Training your Bloodhound on other issues, such as obedience or tricks is far more challenging than simply potty training. I'm not saying that it is not possible to train a Bloodhound, it just requires more patience than it would with another breed.  It is not at all that we are stupid, we're just stubborn! I have learned to sit and stay and catch...but "come" is something I still choose to ignore.  I know what it means, but usually I just don't listen. I learned the word "off". This is where I'm not allowed to take something, like from the table or out of the garbage.  But, as soon as everyone is not looking, you will find me with my head in the garbage or paws on the table. Boy, do I get in trouble...but, I'm right back at it. If there's something smelling yummy anywhere, I'm there. I'm sure you can expect the same behavior from your Bloodhound...Hey, I warned ya! I strongly recommend you talk to your vet about obedience training. There are also lots of videos that your vet may have and let you borrow for proper training techniques.  Training a Bloodhound can be done, with patience and time!  BUT, the one thing we can never be trained to do is walk unleashed.  Our nose will never allow it. It's in our God-given blood to "follow our nose".  DO NOT LET US RUN FREE...EVER!

Okay, so now you have your Bloodhound, she's potty trained and you're still working on other training. What now?

  •  Have you clipped our nails or cleaned our ears lately? You have to clip our nails...clean our ears...weekly. 

  • Have you taken us for our mile walk everyday? There's lots you must do daily to maintain your Bloodhound for the best of health.

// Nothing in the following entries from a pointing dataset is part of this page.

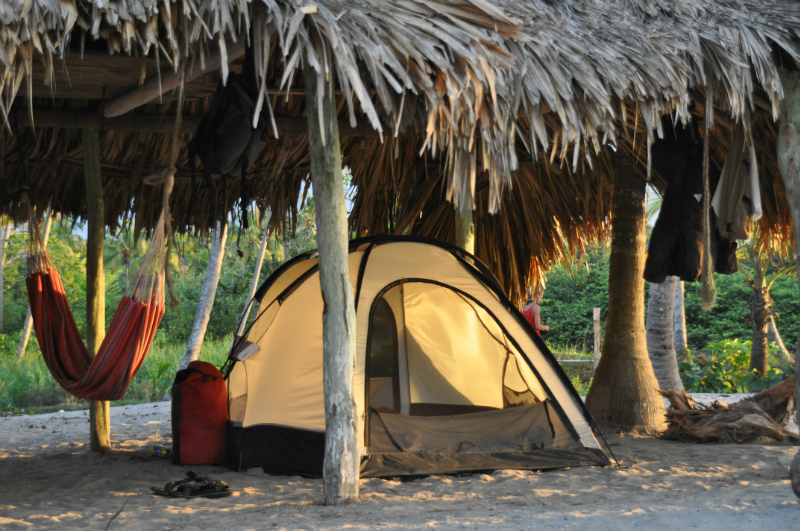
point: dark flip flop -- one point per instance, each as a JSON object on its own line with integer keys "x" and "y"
{"x": 196, "y": 485}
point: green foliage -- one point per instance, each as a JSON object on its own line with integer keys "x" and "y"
{"x": 28, "y": 384}
{"x": 726, "y": 370}
{"x": 730, "y": 318}
{"x": 581, "y": 386}
{"x": 571, "y": 295}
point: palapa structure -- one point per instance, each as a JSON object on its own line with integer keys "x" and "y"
{"x": 511, "y": 108}
{"x": 502, "y": 107}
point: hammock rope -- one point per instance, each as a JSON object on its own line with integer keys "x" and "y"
{"x": 130, "y": 334}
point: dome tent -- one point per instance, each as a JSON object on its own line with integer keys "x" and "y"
{"x": 449, "y": 377}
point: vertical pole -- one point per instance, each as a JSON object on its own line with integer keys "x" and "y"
{"x": 596, "y": 326}
{"x": 207, "y": 293}
{"x": 624, "y": 395}
{"x": 789, "y": 165}
{"x": 2, "y": 264}
{"x": 465, "y": 230}
{"x": 254, "y": 283}
{"x": 680, "y": 322}
{"x": 341, "y": 469}
{"x": 99, "y": 413}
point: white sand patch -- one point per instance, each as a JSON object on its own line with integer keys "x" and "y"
{"x": 49, "y": 480}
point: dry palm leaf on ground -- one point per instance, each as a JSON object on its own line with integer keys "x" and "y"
{"x": 762, "y": 415}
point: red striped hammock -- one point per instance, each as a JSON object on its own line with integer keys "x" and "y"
{"x": 129, "y": 337}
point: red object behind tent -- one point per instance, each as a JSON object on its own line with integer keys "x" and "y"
{"x": 199, "y": 415}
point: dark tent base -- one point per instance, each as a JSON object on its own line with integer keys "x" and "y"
{"x": 529, "y": 437}
{"x": 404, "y": 464}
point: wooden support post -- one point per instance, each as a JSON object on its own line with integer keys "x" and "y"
{"x": 99, "y": 417}
{"x": 789, "y": 165}
{"x": 341, "y": 469}
{"x": 465, "y": 230}
{"x": 596, "y": 327}
{"x": 208, "y": 292}
{"x": 256, "y": 273}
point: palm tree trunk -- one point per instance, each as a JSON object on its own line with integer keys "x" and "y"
{"x": 340, "y": 471}
{"x": 624, "y": 393}
{"x": 28, "y": 324}
{"x": 789, "y": 165}
{"x": 775, "y": 337}
{"x": 99, "y": 411}
{"x": 2, "y": 266}
{"x": 661, "y": 334}
{"x": 207, "y": 294}
{"x": 256, "y": 273}
{"x": 681, "y": 350}
{"x": 759, "y": 317}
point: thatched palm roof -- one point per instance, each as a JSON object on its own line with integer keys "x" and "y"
{"x": 504, "y": 105}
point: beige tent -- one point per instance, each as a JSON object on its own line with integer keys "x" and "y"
{"x": 449, "y": 377}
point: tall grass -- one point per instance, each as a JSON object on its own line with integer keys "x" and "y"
{"x": 29, "y": 385}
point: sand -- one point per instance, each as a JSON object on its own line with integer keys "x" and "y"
{"x": 49, "y": 480}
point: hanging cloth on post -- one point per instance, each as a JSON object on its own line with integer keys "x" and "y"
{"x": 737, "y": 199}
{"x": 129, "y": 337}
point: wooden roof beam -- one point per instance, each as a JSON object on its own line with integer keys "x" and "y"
{"x": 155, "y": 123}
{"x": 169, "y": 81}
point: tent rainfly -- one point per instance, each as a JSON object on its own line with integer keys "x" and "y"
{"x": 449, "y": 376}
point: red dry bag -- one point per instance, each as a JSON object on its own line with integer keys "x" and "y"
{"x": 199, "y": 415}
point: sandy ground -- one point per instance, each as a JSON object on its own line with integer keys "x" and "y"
{"x": 49, "y": 480}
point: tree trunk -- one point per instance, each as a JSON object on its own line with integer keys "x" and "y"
{"x": 624, "y": 395}
{"x": 207, "y": 294}
{"x": 2, "y": 267}
{"x": 28, "y": 324}
{"x": 341, "y": 469}
{"x": 661, "y": 334}
{"x": 789, "y": 165}
{"x": 99, "y": 413}
{"x": 256, "y": 273}
{"x": 681, "y": 350}
{"x": 759, "y": 317}
{"x": 775, "y": 337}
{"x": 465, "y": 230}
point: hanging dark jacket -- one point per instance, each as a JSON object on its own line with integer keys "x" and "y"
{"x": 676, "y": 244}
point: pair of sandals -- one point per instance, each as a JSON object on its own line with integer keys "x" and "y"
{"x": 196, "y": 485}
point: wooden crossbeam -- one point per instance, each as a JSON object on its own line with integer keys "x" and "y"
{"x": 153, "y": 123}
{"x": 168, "y": 81}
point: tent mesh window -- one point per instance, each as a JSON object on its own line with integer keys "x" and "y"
{"x": 435, "y": 353}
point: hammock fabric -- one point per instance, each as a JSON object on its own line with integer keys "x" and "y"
{"x": 129, "y": 337}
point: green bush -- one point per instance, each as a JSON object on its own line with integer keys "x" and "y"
{"x": 726, "y": 370}
{"x": 28, "y": 384}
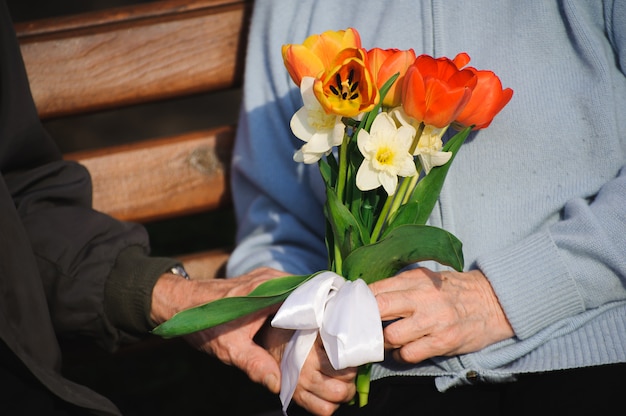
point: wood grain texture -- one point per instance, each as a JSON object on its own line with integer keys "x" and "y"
{"x": 134, "y": 54}
{"x": 161, "y": 178}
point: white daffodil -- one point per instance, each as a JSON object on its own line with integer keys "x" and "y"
{"x": 311, "y": 124}
{"x": 386, "y": 152}
{"x": 429, "y": 144}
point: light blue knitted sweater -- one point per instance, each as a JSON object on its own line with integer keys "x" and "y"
{"x": 538, "y": 198}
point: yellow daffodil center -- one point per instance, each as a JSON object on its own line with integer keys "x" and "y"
{"x": 345, "y": 89}
{"x": 385, "y": 155}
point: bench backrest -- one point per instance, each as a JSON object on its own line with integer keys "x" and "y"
{"x": 137, "y": 54}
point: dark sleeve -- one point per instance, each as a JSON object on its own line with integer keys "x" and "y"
{"x": 96, "y": 271}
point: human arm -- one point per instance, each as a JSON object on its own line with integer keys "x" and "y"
{"x": 439, "y": 313}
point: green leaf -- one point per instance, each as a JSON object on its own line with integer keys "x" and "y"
{"x": 428, "y": 188}
{"x": 347, "y": 230}
{"x": 408, "y": 213}
{"x": 403, "y": 246}
{"x": 227, "y": 309}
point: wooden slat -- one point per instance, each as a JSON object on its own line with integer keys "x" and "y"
{"x": 134, "y": 54}
{"x": 161, "y": 178}
{"x": 206, "y": 265}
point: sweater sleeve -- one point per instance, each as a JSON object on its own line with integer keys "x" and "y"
{"x": 577, "y": 263}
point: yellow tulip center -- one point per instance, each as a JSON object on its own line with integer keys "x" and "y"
{"x": 345, "y": 89}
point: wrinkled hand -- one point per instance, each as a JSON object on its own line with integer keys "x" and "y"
{"x": 321, "y": 388}
{"x": 439, "y": 314}
{"x": 233, "y": 342}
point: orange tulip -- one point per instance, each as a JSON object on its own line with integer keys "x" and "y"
{"x": 348, "y": 88}
{"x": 488, "y": 98}
{"x": 435, "y": 91}
{"x": 385, "y": 63}
{"x": 317, "y": 53}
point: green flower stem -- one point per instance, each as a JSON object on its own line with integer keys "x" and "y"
{"x": 338, "y": 260}
{"x": 381, "y": 220}
{"x": 343, "y": 167}
{"x": 418, "y": 136}
{"x": 411, "y": 187}
{"x": 363, "y": 383}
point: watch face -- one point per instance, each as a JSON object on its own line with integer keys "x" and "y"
{"x": 180, "y": 271}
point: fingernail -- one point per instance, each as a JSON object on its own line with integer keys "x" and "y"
{"x": 271, "y": 382}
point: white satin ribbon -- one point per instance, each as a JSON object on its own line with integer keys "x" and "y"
{"x": 344, "y": 312}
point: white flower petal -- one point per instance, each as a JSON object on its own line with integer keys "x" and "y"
{"x": 306, "y": 90}
{"x": 389, "y": 182}
{"x": 366, "y": 177}
{"x": 300, "y": 126}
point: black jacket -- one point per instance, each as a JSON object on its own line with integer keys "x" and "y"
{"x": 64, "y": 268}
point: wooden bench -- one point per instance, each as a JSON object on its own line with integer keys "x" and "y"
{"x": 122, "y": 59}
{"x": 147, "y": 53}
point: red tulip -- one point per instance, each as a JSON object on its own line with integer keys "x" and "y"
{"x": 385, "y": 63}
{"x": 436, "y": 90}
{"x": 487, "y": 99}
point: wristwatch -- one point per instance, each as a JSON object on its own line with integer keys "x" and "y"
{"x": 180, "y": 271}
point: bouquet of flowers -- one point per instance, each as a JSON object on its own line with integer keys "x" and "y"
{"x": 374, "y": 121}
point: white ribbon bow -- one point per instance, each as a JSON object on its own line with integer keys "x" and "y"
{"x": 346, "y": 315}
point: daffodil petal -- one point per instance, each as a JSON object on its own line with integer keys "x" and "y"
{"x": 300, "y": 126}
{"x": 389, "y": 182}
{"x": 366, "y": 177}
{"x": 430, "y": 160}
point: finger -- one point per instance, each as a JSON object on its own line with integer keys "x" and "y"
{"x": 394, "y": 305}
{"x": 259, "y": 365}
{"x": 402, "y": 331}
{"x": 315, "y": 404}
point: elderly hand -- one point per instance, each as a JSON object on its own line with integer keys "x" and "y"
{"x": 439, "y": 314}
{"x": 321, "y": 388}
{"x": 232, "y": 342}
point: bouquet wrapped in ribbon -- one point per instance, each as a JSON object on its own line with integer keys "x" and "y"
{"x": 374, "y": 121}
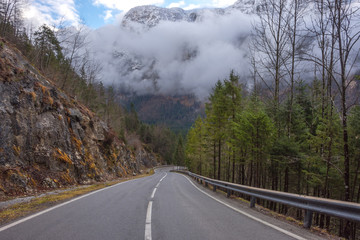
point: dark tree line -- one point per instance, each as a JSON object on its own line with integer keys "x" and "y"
{"x": 296, "y": 129}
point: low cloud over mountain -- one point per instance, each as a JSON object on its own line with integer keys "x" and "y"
{"x": 172, "y": 51}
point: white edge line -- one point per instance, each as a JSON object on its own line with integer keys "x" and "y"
{"x": 57, "y": 206}
{"x": 248, "y": 215}
{"x": 153, "y": 194}
{"x": 148, "y": 222}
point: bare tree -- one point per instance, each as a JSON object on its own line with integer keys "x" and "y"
{"x": 10, "y": 14}
{"x": 270, "y": 42}
{"x": 74, "y": 42}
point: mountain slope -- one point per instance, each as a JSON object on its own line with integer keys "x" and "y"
{"x": 48, "y": 139}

We need lots of exercise and running through the house once a night isn't going to cut it.  You have to walk us everyday (I would recommend you switch arms, though, or you will find one day, that one is longer than the other!)  or let us run free IN A FENCED IN YARD. 

  • When was the last time you brushed us? We should be brushed daily to keep our coat clean and shiny. Once a week, we need to be wiped down with a damp cloth to keep our wrinkles clean.

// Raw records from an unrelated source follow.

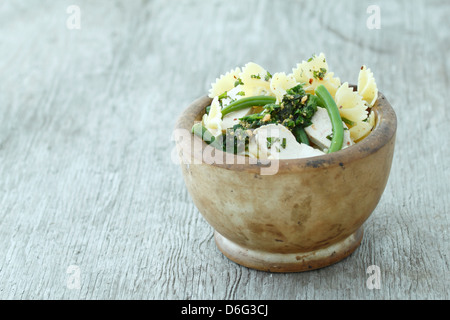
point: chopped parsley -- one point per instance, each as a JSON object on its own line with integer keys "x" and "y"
{"x": 238, "y": 82}
{"x": 320, "y": 74}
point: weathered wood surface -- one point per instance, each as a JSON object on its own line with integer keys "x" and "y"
{"x": 86, "y": 116}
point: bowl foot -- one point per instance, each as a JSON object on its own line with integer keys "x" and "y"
{"x": 288, "y": 262}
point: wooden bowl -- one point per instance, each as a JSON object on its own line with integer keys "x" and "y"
{"x": 288, "y": 215}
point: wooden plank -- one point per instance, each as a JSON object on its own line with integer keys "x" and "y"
{"x": 86, "y": 177}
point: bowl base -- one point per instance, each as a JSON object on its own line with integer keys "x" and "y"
{"x": 288, "y": 262}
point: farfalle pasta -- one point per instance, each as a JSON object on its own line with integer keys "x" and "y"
{"x": 367, "y": 86}
{"x": 224, "y": 83}
{"x": 306, "y": 113}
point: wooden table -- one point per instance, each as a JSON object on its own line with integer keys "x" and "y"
{"x": 92, "y": 205}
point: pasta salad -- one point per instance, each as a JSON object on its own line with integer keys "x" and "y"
{"x": 306, "y": 113}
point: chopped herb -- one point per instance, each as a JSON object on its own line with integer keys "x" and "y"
{"x": 320, "y": 74}
{"x": 238, "y": 82}
{"x": 271, "y": 140}
{"x": 349, "y": 122}
{"x": 223, "y": 95}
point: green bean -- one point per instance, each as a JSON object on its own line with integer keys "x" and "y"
{"x": 336, "y": 122}
{"x": 248, "y": 102}
{"x": 300, "y": 135}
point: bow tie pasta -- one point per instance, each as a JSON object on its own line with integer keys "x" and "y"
{"x": 312, "y": 112}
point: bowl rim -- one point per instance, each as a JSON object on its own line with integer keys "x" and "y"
{"x": 383, "y": 132}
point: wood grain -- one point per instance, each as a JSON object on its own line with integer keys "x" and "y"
{"x": 86, "y": 117}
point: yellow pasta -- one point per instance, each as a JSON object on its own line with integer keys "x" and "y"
{"x": 315, "y": 72}
{"x": 255, "y": 80}
{"x": 213, "y": 120}
{"x": 367, "y": 86}
{"x": 224, "y": 83}
{"x": 350, "y": 104}
{"x": 281, "y": 82}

  • Have you given us lots of love today.  We need your love and approval. 

  • Are you feeding your Bloodhound the right food, and the right amount? Don't over-feed or under-feed.

  • Have you checked her eyes for irritation or goop?

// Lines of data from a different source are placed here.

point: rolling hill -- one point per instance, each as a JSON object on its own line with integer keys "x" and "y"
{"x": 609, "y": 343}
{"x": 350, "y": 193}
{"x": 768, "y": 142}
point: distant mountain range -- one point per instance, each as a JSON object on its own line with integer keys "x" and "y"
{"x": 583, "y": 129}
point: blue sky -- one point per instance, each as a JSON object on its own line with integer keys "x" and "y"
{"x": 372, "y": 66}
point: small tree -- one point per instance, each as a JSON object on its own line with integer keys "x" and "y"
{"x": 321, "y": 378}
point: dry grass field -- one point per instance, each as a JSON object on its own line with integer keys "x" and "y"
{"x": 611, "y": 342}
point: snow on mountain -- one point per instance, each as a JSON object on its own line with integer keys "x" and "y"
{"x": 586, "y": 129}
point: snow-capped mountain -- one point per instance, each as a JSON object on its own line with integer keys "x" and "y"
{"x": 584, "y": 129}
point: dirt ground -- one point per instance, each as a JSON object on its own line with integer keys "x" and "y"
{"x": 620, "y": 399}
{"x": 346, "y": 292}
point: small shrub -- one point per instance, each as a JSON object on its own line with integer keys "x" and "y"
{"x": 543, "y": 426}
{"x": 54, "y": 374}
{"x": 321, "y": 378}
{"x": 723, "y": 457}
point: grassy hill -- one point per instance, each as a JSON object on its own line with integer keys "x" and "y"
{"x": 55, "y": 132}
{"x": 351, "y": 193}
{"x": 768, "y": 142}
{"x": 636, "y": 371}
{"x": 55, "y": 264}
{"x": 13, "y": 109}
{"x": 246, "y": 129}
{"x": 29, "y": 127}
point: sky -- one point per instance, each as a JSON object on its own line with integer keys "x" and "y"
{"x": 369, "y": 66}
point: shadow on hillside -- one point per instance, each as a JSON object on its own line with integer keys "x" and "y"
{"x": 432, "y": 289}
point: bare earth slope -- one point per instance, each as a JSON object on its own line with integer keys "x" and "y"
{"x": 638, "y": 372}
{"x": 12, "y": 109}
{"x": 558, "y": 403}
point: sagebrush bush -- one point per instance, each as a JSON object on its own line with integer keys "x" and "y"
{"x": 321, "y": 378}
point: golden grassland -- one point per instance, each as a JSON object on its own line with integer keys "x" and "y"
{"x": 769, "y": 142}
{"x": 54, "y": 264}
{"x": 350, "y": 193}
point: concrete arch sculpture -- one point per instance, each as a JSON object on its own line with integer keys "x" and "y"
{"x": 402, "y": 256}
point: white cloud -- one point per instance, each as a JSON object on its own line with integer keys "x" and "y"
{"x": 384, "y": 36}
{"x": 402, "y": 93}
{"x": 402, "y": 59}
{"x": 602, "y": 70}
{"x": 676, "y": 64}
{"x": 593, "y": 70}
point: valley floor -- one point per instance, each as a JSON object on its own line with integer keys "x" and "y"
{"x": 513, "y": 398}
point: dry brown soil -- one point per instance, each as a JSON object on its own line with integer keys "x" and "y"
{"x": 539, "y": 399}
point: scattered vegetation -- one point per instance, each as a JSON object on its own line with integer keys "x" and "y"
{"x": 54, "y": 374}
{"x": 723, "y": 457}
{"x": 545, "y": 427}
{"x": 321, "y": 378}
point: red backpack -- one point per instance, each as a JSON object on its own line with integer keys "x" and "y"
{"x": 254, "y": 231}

  • Have you forgiven your Bloodhound for the shoes, socks, toys, door, floor, carpet, curtains, coffee table?  Never expect to leave the house, with your Bloodhound allowed to roam free and come home to the same house you left. I'm not saying to continue to crate your Bloodhound, but perhaps, restrict her area buy using childproof gates. And should you come home to an absolute mess, count to 10, take a deep breath and look into those eyes...the eyes of your Bloodhound baby. Know that you made the conscious choice to take her home...knowing her bad side.

  • Have you succumbed to the fact that your Bloodhound is what God made her and that the slobber stuck to your walls, windows, clothes and appliances is not really her fault? Can you look at her, drool hanging 6 inches down her mouth and hug her?

  • Can you overlook her size when she comes running to you with a toy...do you play with her? When she knocks you over with her strength or when she wags her tail so hard and it hits you like a whip, can you still tell her you love her?

  • When you've just put dinner on the table, not just for you, but for your in-laws, and you leave the room to call everyone to the table and you come back to discover your Bloodhound helping herself to your filet mignon, can you refrain from killing her? 

  • Can you and your in-laws settle for take-out pizza? 

If you answered no to any of these questions...you are not ready for a Bloodhound, if you answered yes to all the questions, Congratulations...you are a Bloodhound person, a true slave to the breed.

Now, you decide...is the Bloodhound the right family pet for you? Perhaps, you would prefer one of those little lap dogs!